Google Maps (it's my new GPS)
Tapatalk (to check the PB)
Dolphin Browser HD
Youmail (awesome voice mail app)
Android Light Saber (kids love it)
Zoolander Voice Box
Napoleon Dynamite Voice Box
The Weather Channel
Barcode Scanner
Bubble (it's a Level)
Compass
Contacts Evolved (sorts by Category)
Droidbox Free
Droidlight (use your Droid like a flashlight)
Facebook
Fandango
GDocs
Google Sky Maps (amazing!)
gStrings (tune your guitar)
Lastpass
Mabilo Ringtones (check out the Infidel ringtone, it's hilarious)
My Coupons
Paypal
PdaNet (use your Droid as a wireless modem for your computer)
Places Directory
Poke a Mole (for the Kids)
Skype Mobile
TasKiller
Voice Recorder
Youtube
Zillow
Aldiko Book Reader
Contact Owner
Bible (Lifechurch.tv)
Currency Converter


----------



## Willem van Oranje (Jun 26, 2010)

Don't have one yet. I'm going to get one, soon. The first things I'm going to need are Bible sofware apps, mainly for Hebrew and Greek, yahoo mail and facebook apps, gps, .pdf reader.

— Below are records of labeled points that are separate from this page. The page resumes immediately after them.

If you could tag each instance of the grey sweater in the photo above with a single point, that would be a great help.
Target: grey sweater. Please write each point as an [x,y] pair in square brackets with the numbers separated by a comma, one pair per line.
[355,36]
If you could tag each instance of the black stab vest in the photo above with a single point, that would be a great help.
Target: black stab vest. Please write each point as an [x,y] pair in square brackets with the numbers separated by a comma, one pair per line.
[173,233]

What about skype? I don't think you could actually do video conferencing on something like this, could you?


----------



## LawrenceU (Jun 26, 2010)

Thanks, Rich. I can see some in there that I can definitely use. I wish there were a better search function on Market. This gives me a great head start.

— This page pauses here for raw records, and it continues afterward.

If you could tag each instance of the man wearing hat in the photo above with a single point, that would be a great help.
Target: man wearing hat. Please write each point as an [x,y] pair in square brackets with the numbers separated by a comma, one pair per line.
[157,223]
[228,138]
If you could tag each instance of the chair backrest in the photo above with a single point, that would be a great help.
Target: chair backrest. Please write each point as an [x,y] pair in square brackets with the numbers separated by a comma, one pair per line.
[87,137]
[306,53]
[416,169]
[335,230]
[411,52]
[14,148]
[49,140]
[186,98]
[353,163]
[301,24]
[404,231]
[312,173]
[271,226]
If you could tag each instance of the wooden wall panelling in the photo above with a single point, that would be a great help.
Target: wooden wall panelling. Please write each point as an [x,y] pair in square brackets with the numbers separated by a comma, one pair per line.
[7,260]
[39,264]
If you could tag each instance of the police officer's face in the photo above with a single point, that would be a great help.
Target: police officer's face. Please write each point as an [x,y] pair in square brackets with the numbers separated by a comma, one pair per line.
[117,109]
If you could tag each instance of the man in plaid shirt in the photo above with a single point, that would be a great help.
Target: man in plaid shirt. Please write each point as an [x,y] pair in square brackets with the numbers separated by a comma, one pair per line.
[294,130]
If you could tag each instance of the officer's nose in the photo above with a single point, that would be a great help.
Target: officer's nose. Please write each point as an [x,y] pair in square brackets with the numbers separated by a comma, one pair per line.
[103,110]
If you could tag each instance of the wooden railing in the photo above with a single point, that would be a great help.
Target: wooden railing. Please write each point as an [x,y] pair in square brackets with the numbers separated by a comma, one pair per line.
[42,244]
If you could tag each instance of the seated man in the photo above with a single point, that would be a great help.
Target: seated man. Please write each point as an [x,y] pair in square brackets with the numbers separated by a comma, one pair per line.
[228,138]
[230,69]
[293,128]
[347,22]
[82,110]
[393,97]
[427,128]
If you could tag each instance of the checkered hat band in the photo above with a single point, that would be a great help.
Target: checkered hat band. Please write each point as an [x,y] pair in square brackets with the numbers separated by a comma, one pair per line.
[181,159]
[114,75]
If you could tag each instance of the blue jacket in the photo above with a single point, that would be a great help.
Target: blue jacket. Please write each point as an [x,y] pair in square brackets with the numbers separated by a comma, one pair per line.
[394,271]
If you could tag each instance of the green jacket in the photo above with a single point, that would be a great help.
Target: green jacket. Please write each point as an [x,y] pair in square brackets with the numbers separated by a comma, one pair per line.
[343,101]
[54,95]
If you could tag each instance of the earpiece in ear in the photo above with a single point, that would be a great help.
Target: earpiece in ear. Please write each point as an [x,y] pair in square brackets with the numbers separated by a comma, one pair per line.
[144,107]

I don't now about conferencing, but one on one video chat is really good.


----------



## Willem van Oranje (Jun 26, 2010)

LawrenceU said:


> Thanks, Rich. I can see some in there that I can definitely use. I wish there were a better search function on Market. This gives me a great head start.
> 
> I don't now about conferencing, but one on one video chat is really good.

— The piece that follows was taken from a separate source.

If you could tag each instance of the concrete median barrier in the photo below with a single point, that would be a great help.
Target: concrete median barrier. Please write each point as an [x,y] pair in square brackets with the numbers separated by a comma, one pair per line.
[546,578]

Does it have a built-in video cam, then? By "chat", I assume you mean audio/visual, right?


----------



## LawrenceU (Jun 26, 2010)

I use skype on my laptop. In has a built in video cam. I haven't tried it on my new phone. The camera is on the back. It has a very sensitive mic so it might work. According the manufacturer its processor is fast enough. I'll have to see. . .


----------



## Willem van Oranje (Jun 26, 2010)

LawrenceU said:


> I use skype on my laptop. In has a built in video cam. I haven't tried it on my new phone. The camera is on the back. It has a very sensitive mic so it might work. According the manufacturer its processor is fast enough. I'll have to see. . .


 
Let me know how it works! How many people can you feed to at one time on Skype, anyway? I'm thinking of options to stream live video to a broad audience for evangelistic purposes in a format where they may respond with questions and objections.


----------



## Semper Fidelis (Jun 26, 2010)

Skype works, with video. It all depends on the strength of the 3G signal.


----------



## DMcFadden (Jun 26, 2010)

CadreBible (for NA Greek, KJV, LXX, Scriven, Vulgate, ISBE, Torrey's Topical, Matthew Henry)
Bible Reader (Olive Tree) (Bunch of Piper for free, NET, etc.)
AcroBible Lite (KJV)
CrossConnect
You Version and a TON of free versions
Weather Channel
NY Times
PDF View
Pocket MBA 
USA Today
Epocrates (drugs and interactions)
Legal Terms
Google Maps
CNN
Fox News
BBC


----------



## Willem van Oranje (Jun 26, 2010)

Semper Fidelis said:


> Skype works, with video. It all depends on the strength of the 3G signal.


 
Sweet! Game on.


----------